There was something noble about the noble savages of the plains all right, but most Native people I know want only to be regarded as human--certainly not less, but not more either. Since the Na'vi exist only on Pandora--and only in Avatar--they're far easier to fantasize. Hence the deep, soulful sadness. Right now, Pandora's lush forests offer the greenest grass in the cosmos. Heavenly dreamin', Hollywood style.
CNN says that a forum site for Avatar viewers started a thread titled, "Ways to cope with the depression of the dream of Pandora being intangible," and "received more than 1,000 posts from people experiencing depression and fans trying to help them cope." Amazing.
Me?--I think it's sad and sweet and dumb and perfectly understandable. Someone in the neighborhood drives around with a licence plate that says "THNKHVN."
Well, who doesn't want to "thnkhvn"? When the excrement flies, who on earth doesn't want to get the heck out of the way? And it does. Often. With considerable heft. A virtual blizzard. In this vale of tears, shit happens.

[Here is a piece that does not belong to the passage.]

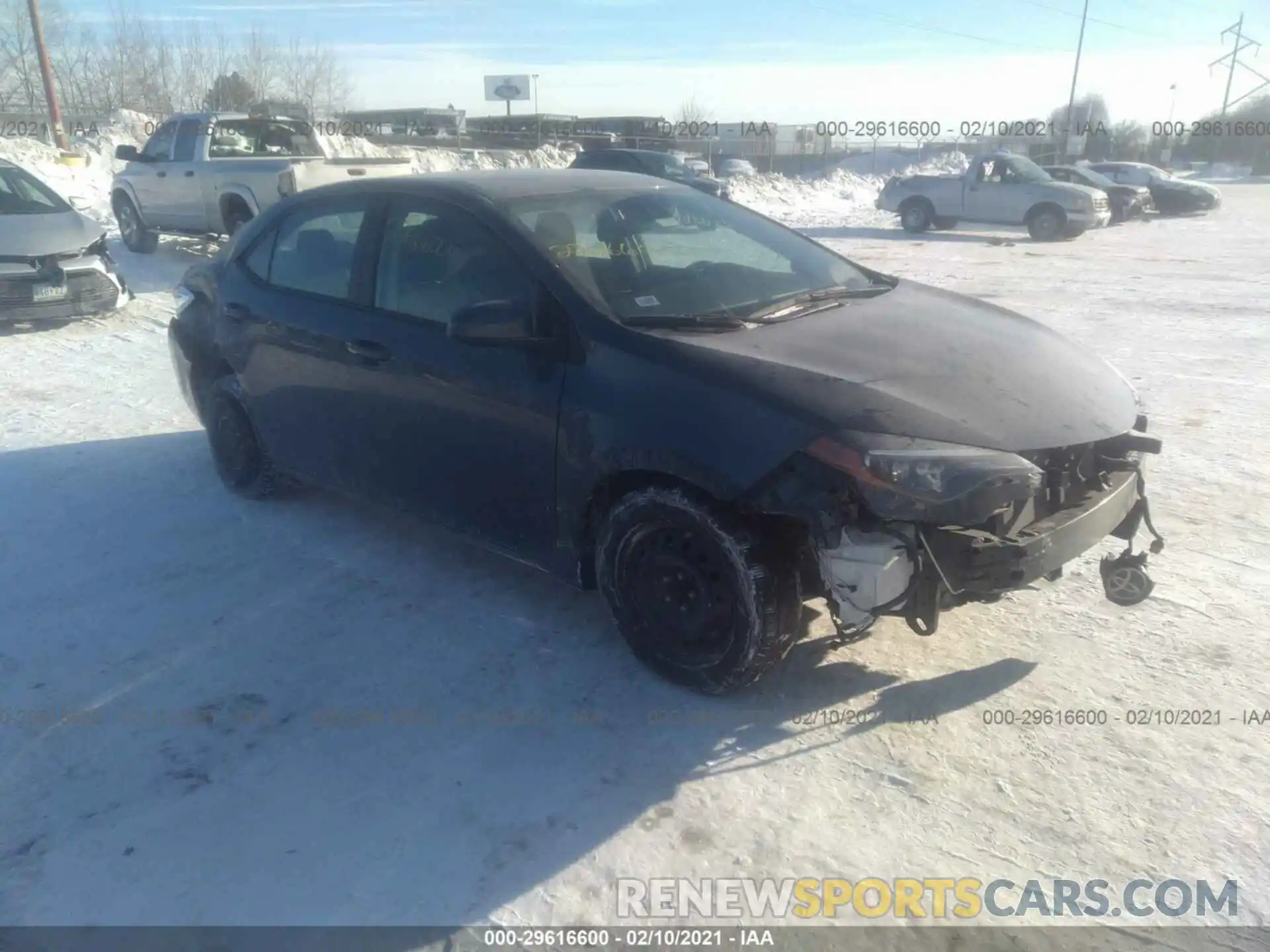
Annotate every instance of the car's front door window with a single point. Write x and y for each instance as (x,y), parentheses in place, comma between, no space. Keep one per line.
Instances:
(159,147)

We got underwear bombers and balloon boys and home run frauds. We've got health care horrors and massive unemployment and congressional circuses and a discordant chorus of screaming political pundits. This morning Haiti is in ruins, already the poorest nation in the entire western hemisphere--and now they've face even greater horrors. If God loves the poor, why on earth did he pick on Haiti?
Get me outta' here, we say. When does the next ship leave to Pandora? I'll live on the streets.
Perfectly understandable. We're a sad bunch. We're human.
As Schieffer says (see below), if we could only learn from our dogs.
2 comments:
Have you considered that THNKHVN might be meant as "Thank Heaven" not "Think Heaven"? It's just possible, and always applicable in whatever situation we find ourselves. If the international community takes the opportunity of the earthquake to rebuild Haiti's capital in a beautiful way, then we can all Thank Heaven. Thank God. If only...
As Albert King once sang, "Everybody wants to go to heaven, but nobody wants to die." We're all singing the blues here on this Blue Planet. Finding a way to heaven without dying has been the quest of every generation since Babel, and now our unrequited longing for paradise has apparently driven thousands of movie goers to online support groups. Not surprising. Everybody's homesick for Eden.
Unfortunately, here on the East side of Eden, shit does, as you say, happen. All is not right with the world. But that's hardly the end of the story. Not for us, anyway.
Paul puts it this way: "The whole creation has been groaning together in the pains of childbirth until now. And not only the creation, but we ourselves...." In other words, the cosmos—and humanity with it—is in labor, and it hurts. We want out. We want our one-way trip to Pandora.
Unfortunately that kind of response arises when we can see only the pain and not the joy at the end of the story. So we end up in Avatar support groups.
The solution to our suffering is obviously not the false hope that says we can find heaven this side of the grave. But the solution is also not the false hope that says we can endure our present suffering if we all just follow the two-step advice from the bumper sticker: "Wag More. Bark Less."
Pain happens in this "vale of tears". But we, who can attest to the truth of the resurrection, know—at least in part—what awaits us on the other side. Birth pains, as I can attest, are not beautiful; they are a misery. They are, quite literally, a curse. But they can be endured. However, we do not endure them by learning more from our dogs; we endure them on account of the joy set before us.
Bumper sticker ethics, as sweet as they may seem, can never take the place of resurrection hope.